ACP is often referred to as a "smart material" due to its unique properties:

  • Targeted Release: ACP releases calcium and phosphate ions specifically at low pH levels, which is when the tooth is at risk of demineralization.
  • Acid Neutralization: The released calcium and phosphate ions help neutralize acids in the oral environment, effectively buffering the pH and reducing the risk of further enamel erosion.
  • Reinforcement of Natural Defense: ACP reinforces the tooth’s natural defense system by providing essential minerals only when they are needed, thus promoting remineralization.
  • Longevity: ACP has a long lifespan in the oral cavity and does not wash out easily, making it effective for sustained protection.

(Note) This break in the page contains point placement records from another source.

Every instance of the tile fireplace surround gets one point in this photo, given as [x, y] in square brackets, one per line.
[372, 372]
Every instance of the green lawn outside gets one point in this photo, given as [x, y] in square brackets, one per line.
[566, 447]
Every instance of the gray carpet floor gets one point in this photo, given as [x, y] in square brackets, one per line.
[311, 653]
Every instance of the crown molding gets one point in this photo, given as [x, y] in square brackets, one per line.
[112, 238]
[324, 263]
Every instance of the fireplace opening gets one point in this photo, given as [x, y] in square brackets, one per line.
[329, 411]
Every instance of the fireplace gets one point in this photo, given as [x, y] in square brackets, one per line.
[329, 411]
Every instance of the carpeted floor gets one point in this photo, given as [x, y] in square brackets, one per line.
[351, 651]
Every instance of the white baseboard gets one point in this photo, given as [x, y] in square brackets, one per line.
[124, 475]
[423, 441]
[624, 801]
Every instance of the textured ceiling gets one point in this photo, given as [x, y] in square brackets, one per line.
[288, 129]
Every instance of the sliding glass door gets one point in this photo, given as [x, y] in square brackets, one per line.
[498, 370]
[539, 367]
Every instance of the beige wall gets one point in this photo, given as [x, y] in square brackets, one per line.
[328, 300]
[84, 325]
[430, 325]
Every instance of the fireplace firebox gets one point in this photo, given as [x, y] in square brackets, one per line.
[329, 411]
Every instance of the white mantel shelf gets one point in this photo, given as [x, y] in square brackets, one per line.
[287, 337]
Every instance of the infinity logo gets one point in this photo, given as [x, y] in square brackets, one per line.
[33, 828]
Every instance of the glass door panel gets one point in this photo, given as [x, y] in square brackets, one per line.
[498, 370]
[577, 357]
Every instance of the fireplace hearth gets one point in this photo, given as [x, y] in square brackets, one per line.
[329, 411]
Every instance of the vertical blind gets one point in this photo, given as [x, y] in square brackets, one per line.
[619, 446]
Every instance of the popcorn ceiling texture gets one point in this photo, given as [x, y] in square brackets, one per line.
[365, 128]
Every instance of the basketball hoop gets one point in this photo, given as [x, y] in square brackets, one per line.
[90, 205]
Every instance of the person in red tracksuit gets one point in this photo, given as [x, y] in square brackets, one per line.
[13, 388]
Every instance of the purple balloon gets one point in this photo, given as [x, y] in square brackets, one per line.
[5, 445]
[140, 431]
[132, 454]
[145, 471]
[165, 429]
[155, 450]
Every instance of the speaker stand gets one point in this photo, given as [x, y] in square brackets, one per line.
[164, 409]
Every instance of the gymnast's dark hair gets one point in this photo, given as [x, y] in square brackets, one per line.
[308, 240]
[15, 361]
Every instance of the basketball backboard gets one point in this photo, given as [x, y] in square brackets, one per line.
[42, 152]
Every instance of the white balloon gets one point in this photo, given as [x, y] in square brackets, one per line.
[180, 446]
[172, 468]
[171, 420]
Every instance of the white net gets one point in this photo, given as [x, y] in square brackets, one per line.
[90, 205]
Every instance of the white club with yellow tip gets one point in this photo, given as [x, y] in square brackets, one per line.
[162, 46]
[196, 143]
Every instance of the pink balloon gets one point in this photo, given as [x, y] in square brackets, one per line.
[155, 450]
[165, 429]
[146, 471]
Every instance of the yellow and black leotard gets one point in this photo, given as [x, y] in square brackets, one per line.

3. Applications in Dentistry

A. Preventive Applications

  • Remineralization: ACP is used in various dental products, such as toothpaste and mouth rinses, to promote the remineralization of early carious lesions and enhance enamel strength.
  • Fluoride Combination: ACP can be combined with fluoride to enhance its effectiveness in preventing caries and promoting remineralization.

B. Restorative Applications

  • Dental Materials: ACP is incorporated into restorative materials, such as composites and sealants, to improve their mechanical properties and provide additional protection against caries.
  • Cavity Liners and Bases: ACP can be used in cavity liners and bases to promote healing and remineralization of the underlying dentin.